CORUNNA, Mich. (AP) — Elected officials in a conservative Michigan county who gave themselves bonuses of $65,000 with federal COVID-19 relief aid said they will return the money following days of criticism.
Shiawassee County commissioners acted after the prosecutor said the payments were illegal, The Argus-Press reported.
The Michigan Constitution bars additional compensation for elected officials "after services had already been rendered,” prosecutor Scott Koerner said Friday.
The commissioners, all Republicans, voted on July 15 to award themselves $65,000 as part of a plan to give $557,000 to 250 county employees as “hazard pay” for dealing with the coronavirus pandemic.
The smallest amounts for recipients were $1,000 to $2,000. But County Board Chairman Jeremy Root got $25,000. Two more commissioners received $10,000 each, while four others received $5,000 each.
The vote was 6-0 with one commissioner absent.
The commissioners awarded money to other elected officials, including the prosecutor, the sheriff and the county clerk, all Republicans. They, too, said they would give it back.
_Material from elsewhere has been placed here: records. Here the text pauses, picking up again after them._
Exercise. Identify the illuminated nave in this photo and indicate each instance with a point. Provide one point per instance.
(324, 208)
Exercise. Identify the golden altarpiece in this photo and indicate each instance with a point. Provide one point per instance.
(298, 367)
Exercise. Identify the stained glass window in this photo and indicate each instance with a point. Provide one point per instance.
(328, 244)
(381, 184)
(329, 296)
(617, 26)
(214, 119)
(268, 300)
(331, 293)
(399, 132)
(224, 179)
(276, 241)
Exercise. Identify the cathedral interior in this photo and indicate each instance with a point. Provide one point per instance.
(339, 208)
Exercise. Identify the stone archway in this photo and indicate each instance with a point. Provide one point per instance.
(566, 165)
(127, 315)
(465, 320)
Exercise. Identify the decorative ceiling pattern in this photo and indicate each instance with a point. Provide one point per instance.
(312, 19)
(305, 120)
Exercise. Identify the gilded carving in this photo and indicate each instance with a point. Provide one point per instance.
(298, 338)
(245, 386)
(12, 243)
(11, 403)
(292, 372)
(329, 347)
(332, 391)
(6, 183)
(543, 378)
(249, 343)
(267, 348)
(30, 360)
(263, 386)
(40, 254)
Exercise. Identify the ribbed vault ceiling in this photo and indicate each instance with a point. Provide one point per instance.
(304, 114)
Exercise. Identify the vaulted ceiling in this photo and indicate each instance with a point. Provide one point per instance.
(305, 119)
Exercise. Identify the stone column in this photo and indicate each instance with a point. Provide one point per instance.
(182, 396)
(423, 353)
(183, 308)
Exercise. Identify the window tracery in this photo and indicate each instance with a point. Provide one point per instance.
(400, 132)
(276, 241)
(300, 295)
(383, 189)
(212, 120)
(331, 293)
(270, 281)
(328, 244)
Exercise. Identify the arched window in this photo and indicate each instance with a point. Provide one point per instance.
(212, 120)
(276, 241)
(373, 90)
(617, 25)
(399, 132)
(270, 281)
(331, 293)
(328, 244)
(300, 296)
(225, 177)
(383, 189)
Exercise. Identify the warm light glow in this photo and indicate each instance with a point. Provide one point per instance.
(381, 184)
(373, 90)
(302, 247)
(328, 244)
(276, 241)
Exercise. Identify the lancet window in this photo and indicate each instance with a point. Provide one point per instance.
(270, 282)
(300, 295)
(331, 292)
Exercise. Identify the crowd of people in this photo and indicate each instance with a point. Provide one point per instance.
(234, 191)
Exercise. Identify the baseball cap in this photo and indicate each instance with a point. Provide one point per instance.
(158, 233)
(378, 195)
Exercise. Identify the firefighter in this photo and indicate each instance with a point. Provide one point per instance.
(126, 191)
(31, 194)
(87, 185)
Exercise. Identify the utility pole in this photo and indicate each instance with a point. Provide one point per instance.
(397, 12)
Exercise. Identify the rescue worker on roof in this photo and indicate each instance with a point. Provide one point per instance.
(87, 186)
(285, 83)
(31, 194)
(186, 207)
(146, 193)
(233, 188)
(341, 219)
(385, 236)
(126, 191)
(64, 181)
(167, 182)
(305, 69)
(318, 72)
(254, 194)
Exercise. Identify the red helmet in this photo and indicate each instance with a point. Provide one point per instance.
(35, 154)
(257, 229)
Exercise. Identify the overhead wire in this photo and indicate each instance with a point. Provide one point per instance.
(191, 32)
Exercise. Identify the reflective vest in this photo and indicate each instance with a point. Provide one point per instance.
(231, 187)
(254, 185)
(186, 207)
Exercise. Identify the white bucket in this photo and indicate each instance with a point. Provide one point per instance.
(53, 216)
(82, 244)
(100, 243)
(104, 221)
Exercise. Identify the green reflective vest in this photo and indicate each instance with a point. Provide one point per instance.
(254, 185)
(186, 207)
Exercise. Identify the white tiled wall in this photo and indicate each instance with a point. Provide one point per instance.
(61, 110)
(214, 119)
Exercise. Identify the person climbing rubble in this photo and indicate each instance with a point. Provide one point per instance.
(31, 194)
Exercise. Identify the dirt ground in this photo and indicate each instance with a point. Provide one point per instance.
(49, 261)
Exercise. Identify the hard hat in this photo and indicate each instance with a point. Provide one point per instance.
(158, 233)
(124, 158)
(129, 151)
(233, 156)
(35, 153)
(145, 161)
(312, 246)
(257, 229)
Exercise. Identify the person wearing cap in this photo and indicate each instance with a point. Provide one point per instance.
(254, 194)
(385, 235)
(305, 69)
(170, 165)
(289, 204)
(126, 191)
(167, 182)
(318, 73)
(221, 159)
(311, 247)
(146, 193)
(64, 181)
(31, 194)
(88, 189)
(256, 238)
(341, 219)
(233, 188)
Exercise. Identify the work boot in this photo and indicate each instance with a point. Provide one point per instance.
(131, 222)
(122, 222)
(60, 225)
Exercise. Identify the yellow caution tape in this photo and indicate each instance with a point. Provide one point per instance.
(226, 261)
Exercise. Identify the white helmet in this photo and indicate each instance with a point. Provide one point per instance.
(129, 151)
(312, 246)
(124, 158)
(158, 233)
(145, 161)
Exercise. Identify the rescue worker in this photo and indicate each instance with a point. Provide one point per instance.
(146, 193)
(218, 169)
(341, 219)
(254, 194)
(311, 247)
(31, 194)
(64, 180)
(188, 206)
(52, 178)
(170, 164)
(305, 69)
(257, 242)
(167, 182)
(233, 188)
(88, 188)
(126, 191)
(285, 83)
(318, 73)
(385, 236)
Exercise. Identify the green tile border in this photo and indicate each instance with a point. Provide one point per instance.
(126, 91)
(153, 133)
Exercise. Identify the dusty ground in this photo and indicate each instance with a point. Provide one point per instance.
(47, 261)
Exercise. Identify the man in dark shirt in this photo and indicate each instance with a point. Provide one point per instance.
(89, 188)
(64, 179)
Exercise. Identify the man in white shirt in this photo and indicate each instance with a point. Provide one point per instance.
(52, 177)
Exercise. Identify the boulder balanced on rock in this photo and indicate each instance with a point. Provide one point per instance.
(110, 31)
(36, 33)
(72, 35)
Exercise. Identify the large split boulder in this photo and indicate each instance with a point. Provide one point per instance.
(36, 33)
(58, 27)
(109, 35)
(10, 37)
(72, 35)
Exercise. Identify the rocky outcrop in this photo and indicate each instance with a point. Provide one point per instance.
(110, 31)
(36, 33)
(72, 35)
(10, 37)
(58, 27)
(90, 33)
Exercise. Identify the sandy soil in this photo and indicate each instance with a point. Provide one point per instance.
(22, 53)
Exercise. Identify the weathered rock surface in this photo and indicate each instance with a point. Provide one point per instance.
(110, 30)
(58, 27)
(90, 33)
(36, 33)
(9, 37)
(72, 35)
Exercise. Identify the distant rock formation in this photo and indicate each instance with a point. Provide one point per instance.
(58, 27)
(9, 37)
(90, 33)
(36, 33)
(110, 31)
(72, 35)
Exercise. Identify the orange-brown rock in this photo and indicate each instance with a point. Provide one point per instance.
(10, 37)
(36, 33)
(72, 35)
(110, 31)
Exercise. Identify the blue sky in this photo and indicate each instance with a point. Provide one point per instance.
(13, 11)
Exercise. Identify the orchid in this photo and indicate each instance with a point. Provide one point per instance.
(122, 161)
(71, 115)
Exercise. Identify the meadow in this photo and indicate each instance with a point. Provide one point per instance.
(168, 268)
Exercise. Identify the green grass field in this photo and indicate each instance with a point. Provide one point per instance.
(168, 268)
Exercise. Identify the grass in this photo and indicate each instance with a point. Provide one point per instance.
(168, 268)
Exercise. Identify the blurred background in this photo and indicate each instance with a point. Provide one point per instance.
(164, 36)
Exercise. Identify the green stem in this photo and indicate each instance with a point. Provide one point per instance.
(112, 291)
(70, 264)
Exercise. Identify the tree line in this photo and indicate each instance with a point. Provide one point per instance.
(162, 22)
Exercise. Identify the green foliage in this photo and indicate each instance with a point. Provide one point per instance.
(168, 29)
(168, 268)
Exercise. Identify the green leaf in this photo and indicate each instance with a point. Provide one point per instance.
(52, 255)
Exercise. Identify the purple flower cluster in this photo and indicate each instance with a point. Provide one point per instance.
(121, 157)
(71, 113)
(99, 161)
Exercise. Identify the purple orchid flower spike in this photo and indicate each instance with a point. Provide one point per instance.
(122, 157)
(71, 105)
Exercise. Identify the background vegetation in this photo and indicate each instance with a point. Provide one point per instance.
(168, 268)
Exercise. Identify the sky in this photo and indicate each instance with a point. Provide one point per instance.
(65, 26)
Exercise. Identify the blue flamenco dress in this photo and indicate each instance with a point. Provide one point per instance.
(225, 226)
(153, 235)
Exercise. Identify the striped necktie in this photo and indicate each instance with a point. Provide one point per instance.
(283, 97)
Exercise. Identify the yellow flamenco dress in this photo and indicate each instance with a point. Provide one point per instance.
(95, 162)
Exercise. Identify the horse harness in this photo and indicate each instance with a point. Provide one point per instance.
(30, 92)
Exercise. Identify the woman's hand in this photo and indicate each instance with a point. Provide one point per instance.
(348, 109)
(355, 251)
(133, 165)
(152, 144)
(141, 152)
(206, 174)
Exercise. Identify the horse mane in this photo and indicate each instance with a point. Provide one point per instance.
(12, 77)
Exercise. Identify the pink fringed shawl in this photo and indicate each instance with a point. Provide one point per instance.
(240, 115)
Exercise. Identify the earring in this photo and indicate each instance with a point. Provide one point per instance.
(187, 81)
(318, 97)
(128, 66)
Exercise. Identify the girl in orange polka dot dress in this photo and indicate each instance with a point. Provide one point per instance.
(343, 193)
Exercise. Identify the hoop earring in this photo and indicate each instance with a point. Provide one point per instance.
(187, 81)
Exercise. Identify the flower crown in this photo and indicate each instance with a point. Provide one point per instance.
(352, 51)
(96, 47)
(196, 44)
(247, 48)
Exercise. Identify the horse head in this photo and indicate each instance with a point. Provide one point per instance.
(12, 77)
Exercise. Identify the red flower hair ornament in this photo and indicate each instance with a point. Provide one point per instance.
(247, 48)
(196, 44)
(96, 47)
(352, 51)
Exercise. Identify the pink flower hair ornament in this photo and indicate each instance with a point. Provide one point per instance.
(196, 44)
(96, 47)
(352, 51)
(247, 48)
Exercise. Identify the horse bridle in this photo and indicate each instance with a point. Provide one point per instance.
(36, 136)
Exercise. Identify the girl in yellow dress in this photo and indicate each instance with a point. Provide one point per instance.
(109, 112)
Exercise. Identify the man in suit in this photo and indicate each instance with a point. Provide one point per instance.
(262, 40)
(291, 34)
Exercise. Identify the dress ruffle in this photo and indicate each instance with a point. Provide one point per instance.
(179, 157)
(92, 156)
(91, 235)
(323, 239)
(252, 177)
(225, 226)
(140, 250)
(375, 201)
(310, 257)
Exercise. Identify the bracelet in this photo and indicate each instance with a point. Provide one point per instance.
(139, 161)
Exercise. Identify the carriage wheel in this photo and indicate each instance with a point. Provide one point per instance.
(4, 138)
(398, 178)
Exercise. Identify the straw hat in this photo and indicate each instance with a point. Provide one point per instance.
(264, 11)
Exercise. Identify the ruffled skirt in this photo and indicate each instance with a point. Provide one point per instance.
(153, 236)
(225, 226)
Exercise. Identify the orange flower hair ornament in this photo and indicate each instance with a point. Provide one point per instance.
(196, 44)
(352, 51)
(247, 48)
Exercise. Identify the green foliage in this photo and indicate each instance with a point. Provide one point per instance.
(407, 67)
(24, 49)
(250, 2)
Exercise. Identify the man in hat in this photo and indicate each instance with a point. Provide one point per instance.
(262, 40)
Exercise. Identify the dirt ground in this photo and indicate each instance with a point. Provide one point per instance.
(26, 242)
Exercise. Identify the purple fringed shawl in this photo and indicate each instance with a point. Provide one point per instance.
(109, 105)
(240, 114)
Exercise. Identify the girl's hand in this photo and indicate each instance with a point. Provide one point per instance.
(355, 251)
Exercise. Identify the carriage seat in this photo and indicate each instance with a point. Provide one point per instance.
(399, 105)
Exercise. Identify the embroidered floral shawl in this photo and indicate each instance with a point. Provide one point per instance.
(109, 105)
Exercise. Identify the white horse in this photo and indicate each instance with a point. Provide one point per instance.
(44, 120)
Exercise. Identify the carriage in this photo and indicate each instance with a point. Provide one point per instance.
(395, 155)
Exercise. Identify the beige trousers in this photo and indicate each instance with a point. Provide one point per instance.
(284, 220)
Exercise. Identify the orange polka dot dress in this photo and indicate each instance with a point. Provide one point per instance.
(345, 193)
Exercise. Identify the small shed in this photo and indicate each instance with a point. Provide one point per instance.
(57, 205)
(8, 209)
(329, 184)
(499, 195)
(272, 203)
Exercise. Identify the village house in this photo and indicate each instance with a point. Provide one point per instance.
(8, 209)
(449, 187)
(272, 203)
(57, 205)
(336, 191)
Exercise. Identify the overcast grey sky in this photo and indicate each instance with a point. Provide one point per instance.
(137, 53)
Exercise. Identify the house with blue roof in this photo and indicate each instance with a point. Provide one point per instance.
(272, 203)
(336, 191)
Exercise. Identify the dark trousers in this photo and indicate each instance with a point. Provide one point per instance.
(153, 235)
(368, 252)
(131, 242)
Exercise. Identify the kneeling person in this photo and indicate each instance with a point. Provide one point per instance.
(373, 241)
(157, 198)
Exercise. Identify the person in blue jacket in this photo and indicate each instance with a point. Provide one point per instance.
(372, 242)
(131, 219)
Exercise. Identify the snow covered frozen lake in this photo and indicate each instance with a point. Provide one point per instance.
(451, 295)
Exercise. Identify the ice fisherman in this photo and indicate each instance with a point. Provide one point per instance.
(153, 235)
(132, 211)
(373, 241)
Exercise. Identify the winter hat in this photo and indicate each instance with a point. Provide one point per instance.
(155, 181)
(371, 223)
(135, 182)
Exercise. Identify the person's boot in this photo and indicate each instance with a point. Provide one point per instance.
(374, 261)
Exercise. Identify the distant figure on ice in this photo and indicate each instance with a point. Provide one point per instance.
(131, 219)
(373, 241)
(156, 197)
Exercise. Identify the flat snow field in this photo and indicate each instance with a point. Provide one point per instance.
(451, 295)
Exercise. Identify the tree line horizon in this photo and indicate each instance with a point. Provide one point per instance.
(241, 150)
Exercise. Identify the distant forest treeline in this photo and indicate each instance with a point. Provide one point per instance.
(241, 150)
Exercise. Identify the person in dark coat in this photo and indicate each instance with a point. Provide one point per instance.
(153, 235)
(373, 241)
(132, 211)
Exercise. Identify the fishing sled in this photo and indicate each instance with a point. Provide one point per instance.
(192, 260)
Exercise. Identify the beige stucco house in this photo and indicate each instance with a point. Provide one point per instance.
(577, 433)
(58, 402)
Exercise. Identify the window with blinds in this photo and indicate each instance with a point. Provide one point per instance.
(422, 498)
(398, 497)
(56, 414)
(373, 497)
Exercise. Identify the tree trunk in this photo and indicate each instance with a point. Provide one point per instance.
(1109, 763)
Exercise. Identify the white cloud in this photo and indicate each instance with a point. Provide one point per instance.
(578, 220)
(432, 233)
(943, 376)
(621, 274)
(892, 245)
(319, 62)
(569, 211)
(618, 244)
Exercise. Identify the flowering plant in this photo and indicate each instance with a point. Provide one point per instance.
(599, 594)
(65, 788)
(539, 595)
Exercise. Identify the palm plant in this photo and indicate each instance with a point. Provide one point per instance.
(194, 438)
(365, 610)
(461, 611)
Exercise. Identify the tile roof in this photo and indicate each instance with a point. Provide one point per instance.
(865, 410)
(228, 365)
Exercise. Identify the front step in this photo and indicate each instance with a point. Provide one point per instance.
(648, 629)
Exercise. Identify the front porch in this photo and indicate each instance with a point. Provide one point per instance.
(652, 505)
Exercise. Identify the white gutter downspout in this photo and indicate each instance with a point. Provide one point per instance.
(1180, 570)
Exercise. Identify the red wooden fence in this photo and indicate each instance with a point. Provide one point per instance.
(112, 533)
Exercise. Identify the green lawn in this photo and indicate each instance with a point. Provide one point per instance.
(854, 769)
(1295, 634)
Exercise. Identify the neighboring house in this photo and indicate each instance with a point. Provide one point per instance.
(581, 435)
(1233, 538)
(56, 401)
“Since these payments were made, confusion about the nature of these funds has run rampant,” a statement from commissioners said. “(We) deeply regret that this gesture has been misinterpreted, and have unanimously decided to voluntarily return the funds to the county, pending additional guidance from the state of Michigan.”
Commissioner Marlene Webster insisted she had no idea that she had voted to pay herself and returned the money last week, even posting a copy of the check on Facebook. She criticized the latest statement, saying there was no misinterpretation of the payments.
"That’s an insult to the citizens of Shiawassee County,” Webster said.
Two Michigan congressmen, a Democrat and a Republican, said federal virus aid wasn't intended to reward elected officials.
Separately, a judge set a hearing for Monday in a lawsuit aimed at rescinding bonuses for the officials. It was filed before the latest action.